Despegar.com Corp.
- Type: Private
- Industry: Travel agency
- Founded: 1999; 27 years ago
- Founder: Roberto Souviron
- Headquarters: Buenos Aires, Argentina
- Area served: Latin America
- Key people: Gonzalo García Estebarena (CEO and President)
- Revenue: US$774.1 million (2024)
- Operating income: US$123.1 million (2024)
- Net income: US$27.8 million (2024)
- Total assets: US$904.7 million (2024)
- Owner: Prosus
- Number of employees: 3,956 (2024)
- Parent: Naspers
- Website: www.us.despegar.co

= Despegar =

Online travel company

Despegar.com Corp. (Despegar) is an online travel company based in Buenos Aires, Argentina. It was founded in 1999 and operates a booking platform for airline tickets, hotels, package tours, and other travel products in Latin America.

Listed on the New York Stock Exchange (NYSE) since 2017, Despegar is considered one of the largest online travel portals in the region and is active in 19 markets in the region. In 2025, Prosus completed the purchase of the Argentinian firm.

== History ==
Despegar.com was founded in 1999 by Roberto Souviron, a former student at Duke University. In the years that followed, the company expanded rapidly from Argentina into other Latin American markets. Starting in 2009, it integrated hotel bookings into its platforms alongside flight bookings.
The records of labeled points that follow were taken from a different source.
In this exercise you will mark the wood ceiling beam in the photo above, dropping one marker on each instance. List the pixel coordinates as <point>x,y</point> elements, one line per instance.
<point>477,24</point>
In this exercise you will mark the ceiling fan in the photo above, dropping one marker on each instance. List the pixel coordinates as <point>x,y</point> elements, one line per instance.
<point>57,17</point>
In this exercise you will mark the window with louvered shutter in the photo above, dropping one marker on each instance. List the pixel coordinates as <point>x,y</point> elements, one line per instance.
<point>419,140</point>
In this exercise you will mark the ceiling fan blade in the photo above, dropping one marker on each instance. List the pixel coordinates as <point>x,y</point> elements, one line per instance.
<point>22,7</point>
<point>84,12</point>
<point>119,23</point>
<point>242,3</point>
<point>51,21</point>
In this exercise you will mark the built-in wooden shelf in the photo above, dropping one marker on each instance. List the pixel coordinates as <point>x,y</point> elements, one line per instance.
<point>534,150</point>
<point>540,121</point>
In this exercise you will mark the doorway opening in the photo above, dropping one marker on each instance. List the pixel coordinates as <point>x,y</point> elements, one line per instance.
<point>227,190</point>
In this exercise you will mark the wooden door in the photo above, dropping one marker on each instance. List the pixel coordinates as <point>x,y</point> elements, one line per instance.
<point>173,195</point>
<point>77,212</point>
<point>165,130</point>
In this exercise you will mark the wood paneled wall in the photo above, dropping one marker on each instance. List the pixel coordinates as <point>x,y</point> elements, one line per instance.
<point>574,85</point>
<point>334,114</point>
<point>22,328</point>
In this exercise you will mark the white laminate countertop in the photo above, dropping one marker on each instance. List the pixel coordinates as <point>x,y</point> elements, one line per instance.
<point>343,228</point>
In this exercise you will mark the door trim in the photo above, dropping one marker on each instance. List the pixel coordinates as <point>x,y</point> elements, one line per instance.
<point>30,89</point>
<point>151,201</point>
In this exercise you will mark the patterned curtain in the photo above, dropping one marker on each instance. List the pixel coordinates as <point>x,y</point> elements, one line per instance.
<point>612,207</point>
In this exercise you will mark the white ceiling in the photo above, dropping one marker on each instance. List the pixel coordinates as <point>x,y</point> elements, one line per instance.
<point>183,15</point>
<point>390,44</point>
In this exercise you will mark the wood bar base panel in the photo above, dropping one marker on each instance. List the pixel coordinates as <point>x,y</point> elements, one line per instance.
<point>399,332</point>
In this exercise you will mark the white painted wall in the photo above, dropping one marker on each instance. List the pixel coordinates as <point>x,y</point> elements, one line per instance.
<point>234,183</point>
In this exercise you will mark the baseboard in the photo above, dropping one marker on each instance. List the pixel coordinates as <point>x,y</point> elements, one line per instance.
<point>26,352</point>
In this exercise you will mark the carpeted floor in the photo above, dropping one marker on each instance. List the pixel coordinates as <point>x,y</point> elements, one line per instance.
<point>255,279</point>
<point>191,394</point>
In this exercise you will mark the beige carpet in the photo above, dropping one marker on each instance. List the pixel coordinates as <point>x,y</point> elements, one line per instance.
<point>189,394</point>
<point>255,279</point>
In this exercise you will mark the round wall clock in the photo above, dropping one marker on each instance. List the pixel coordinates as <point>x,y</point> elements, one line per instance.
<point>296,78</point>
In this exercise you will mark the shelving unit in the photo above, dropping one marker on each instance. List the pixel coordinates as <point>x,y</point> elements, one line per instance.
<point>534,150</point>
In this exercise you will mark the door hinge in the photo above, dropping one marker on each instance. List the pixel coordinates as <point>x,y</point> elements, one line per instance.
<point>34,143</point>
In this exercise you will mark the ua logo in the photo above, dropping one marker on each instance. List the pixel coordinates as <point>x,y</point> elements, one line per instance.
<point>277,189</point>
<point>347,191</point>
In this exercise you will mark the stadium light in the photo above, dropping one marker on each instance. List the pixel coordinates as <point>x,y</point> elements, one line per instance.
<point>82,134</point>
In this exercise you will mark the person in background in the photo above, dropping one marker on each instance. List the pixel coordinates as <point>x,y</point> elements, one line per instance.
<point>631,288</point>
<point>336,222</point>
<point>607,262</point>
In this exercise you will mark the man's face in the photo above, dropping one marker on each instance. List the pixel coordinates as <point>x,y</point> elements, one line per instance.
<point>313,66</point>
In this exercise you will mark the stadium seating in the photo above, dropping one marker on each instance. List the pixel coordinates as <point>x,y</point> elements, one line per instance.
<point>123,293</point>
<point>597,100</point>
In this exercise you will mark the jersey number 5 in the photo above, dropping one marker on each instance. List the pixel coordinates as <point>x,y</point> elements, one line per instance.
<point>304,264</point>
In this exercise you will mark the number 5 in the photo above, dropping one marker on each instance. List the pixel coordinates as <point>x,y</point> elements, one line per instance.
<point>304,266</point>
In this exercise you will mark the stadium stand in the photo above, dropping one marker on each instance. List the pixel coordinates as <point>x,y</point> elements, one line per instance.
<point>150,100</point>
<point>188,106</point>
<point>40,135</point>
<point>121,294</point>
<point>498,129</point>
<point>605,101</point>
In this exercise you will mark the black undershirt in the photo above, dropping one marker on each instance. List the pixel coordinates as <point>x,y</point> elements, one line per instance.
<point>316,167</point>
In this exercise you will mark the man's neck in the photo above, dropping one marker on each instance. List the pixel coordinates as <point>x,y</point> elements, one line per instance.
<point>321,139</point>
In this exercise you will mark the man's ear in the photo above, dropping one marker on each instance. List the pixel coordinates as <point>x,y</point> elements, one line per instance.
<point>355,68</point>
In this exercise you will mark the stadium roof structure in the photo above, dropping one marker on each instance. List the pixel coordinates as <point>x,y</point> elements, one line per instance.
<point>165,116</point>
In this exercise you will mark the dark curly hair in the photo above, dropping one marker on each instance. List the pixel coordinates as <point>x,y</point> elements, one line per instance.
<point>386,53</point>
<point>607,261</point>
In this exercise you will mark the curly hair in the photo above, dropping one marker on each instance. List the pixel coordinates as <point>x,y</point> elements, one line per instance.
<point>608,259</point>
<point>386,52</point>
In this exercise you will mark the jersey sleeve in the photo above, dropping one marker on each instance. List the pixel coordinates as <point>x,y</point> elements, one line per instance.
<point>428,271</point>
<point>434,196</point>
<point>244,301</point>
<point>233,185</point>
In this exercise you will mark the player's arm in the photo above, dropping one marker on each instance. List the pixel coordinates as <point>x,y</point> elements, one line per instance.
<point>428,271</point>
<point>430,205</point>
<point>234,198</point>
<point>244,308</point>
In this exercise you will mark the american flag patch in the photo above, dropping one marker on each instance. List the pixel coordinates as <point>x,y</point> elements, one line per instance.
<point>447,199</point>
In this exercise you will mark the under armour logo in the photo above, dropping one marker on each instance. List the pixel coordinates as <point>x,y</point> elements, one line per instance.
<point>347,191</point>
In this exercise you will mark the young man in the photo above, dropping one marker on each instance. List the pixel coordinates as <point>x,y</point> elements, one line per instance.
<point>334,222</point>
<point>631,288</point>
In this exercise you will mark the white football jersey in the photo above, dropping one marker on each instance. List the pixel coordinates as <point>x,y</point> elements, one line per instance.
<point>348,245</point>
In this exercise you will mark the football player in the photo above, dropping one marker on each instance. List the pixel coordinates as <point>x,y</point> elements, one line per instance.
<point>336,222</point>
After going public on the NYSE in 2017, the firm acquired several regional travel providers. In 2019, the company acquired the company Viajes Falabella (the booking portal of the Falabella retail group in Chile, Colombia, Peru, and Argentina) for around US$27 million.
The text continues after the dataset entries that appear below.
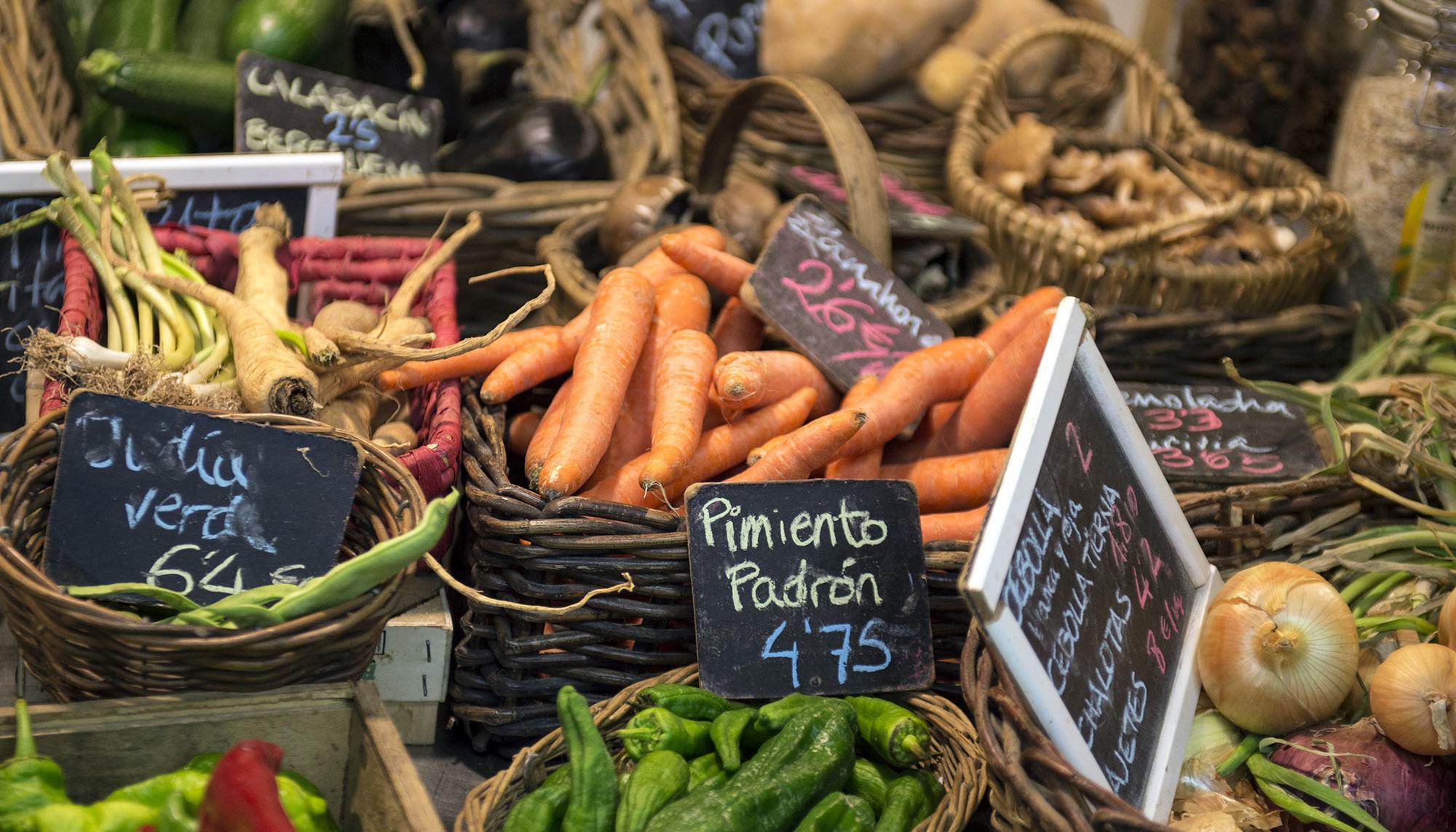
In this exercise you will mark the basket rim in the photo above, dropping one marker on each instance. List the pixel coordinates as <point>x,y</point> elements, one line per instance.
<point>413,505</point>
<point>528,763</point>
<point>1310,197</point>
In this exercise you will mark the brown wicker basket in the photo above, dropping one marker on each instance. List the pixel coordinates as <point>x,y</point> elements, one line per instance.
<point>1128,266</point>
<point>36,99</point>
<point>637,108</point>
<point>959,760</point>
<point>510,662</point>
<point>570,247</point>
<point>82,651</point>
<point>911,137</point>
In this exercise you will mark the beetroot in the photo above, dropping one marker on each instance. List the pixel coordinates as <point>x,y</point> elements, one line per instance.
<point>1403,791</point>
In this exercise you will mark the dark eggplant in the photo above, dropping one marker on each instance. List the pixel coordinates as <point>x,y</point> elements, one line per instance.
<point>379,60</point>
<point>532,140</point>
<point>486,25</point>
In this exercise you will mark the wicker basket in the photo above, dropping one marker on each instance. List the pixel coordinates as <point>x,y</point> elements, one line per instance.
<point>365,269</point>
<point>36,99</point>
<point>1126,266</point>
<point>637,108</point>
<point>911,137</point>
<point>82,651</point>
<point>571,246</point>
<point>959,761</point>
<point>510,662</point>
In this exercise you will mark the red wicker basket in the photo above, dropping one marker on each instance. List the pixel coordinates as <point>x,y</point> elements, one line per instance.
<point>356,268</point>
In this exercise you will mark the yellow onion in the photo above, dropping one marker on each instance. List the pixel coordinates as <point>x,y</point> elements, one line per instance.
<point>1413,696</point>
<point>1279,649</point>
<point>1447,625</point>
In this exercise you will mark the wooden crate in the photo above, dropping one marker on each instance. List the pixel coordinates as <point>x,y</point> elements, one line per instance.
<point>339,737</point>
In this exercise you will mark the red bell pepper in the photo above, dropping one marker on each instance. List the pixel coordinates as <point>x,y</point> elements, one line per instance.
<point>242,796</point>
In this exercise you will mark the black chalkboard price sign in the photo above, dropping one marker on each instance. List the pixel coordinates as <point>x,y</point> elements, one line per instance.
<point>1222,434</point>
<point>290,108</point>
<point>1090,581</point>
<point>835,301</point>
<point>197,504</point>
<point>809,587</point>
<point>723,32</point>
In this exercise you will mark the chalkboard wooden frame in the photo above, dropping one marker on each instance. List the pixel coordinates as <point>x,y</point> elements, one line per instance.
<point>321,172</point>
<point>985,577</point>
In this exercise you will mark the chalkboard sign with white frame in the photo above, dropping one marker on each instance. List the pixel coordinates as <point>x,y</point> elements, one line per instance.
<point>1090,582</point>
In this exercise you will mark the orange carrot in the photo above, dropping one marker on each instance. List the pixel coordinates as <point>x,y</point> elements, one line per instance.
<point>682,303</point>
<point>547,434</point>
<point>621,316</point>
<point>953,483</point>
<point>953,526</point>
<point>656,266</point>
<point>917,381</point>
<point>719,269</point>
<point>682,383</point>
<point>477,362</point>
<point>746,380</point>
<point>804,450</point>
<point>737,329</point>
<point>867,464</point>
<point>719,450</point>
<point>759,453</point>
<point>1008,326</point>
<point>989,413</point>
<point>521,432</point>
<point>539,361</point>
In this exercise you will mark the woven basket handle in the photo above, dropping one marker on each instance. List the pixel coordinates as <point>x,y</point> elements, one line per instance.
<point>1155,105</point>
<point>847,138</point>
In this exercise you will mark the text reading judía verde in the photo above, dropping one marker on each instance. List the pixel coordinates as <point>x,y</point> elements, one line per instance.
<point>209,498</point>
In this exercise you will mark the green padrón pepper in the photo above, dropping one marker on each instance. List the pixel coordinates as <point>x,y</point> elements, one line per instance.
<point>839,812</point>
<point>893,732</point>
<point>704,770</point>
<point>660,729</point>
<point>689,702</point>
<point>810,758</point>
<point>727,735</point>
<point>660,779</point>
<point>774,716</point>
<point>28,780</point>
<point>544,809</point>
<point>871,780</point>
<point>906,805</point>
<point>593,802</point>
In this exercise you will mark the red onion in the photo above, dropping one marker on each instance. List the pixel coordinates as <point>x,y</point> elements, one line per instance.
<point>1404,792</point>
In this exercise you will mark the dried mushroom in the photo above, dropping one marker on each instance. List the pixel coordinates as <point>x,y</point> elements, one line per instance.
<point>1091,191</point>
<point>1020,156</point>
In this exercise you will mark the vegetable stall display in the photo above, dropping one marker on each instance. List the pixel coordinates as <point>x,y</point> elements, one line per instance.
<point>669,756</point>
<point>1334,657</point>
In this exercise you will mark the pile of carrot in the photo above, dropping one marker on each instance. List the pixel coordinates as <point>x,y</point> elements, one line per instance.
<point>662,397</point>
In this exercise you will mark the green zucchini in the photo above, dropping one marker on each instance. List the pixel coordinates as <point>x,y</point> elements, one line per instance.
<point>203,28</point>
<point>143,137</point>
<point>290,29</point>
<point>170,87</point>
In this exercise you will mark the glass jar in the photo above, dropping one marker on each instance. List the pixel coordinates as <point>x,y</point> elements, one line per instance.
<point>1272,71</point>
<point>1396,151</point>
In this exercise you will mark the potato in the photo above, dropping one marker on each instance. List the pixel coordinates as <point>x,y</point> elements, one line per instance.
<point>946,74</point>
<point>857,45</point>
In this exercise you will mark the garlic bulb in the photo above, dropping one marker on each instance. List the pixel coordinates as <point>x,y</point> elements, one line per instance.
<point>1413,696</point>
<point>1279,649</point>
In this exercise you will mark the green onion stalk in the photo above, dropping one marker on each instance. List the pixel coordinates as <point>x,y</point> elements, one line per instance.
<point>117,239</point>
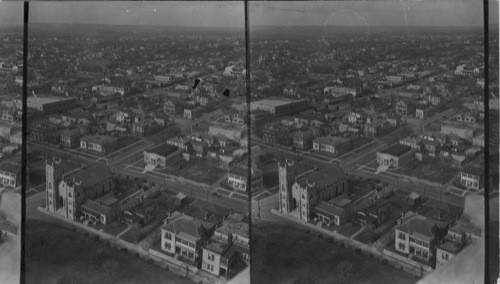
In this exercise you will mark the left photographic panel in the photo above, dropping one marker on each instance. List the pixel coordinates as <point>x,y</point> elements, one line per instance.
<point>131,145</point>
<point>11,70</point>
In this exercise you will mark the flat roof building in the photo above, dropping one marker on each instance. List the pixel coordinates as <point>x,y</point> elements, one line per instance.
<point>48,105</point>
<point>279,106</point>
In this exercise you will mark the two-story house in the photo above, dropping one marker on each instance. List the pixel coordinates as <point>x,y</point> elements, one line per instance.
<point>472,177</point>
<point>229,244</point>
<point>303,139</point>
<point>185,236</point>
<point>238,177</point>
<point>419,236</point>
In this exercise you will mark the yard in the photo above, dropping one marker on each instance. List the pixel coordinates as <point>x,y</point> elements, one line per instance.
<point>56,254</point>
<point>286,254</point>
<point>198,169</point>
<point>347,229</point>
<point>436,169</point>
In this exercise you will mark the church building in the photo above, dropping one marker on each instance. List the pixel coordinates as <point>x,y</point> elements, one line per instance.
<point>67,188</point>
<point>298,196</point>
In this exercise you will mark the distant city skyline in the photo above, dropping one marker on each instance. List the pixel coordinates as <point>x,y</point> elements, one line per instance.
<point>368,13</point>
<point>230,14</point>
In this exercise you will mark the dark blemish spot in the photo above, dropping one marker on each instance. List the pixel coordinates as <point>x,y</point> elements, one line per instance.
<point>196,82</point>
In January 2020, the Mexican Best Day Travel Group (one of Mexico's largest travel agencies) was acquired for over US$130 million. Also in 2020, Despegar acquired Brazilian fintech company Koin, which specializes in “buy now, pay later” payments. At the beginning of 2022, the acquisition of 100% of Viajanet, a large Brazilian online travel agency, was announced (purchase price approx. US$15 million).

In December 2024, Dutch investment company Prosus, a subsidiary of South African group Naspers, agreed to purchase Despegar at a price of $19.5 per share (a total of approximately US$1.7 billion). The transaction was completed in May 2025, meaning that Despegar will now function as a subsidiary of Prosus.

== Operations ==
Despegar operates an online platform through which consumers can book flights, hotels, package tours, and other tourism services. The offering is provided via websites and mobile apps. The business is essentially divided into three segments: airline ticket sales (“Air”) and other travel products, including package tours, hotels, rental cars, bus tickets, cruises, insurance, and other services at the destination. There is also a financial services division. Users can search for and compare travel offers and book them directly online via the one-stop marketplace.

Despegar operates in around 20 countries in Latin America and markets its services under the brands Despegar (global) and Decolar (Brazil). In addition to its end customer business (B2C), Despegar also offers white label solutions in the B2B sector, e.g. for banks, airlines, and retailers. The company has an AI assistant called Sofia.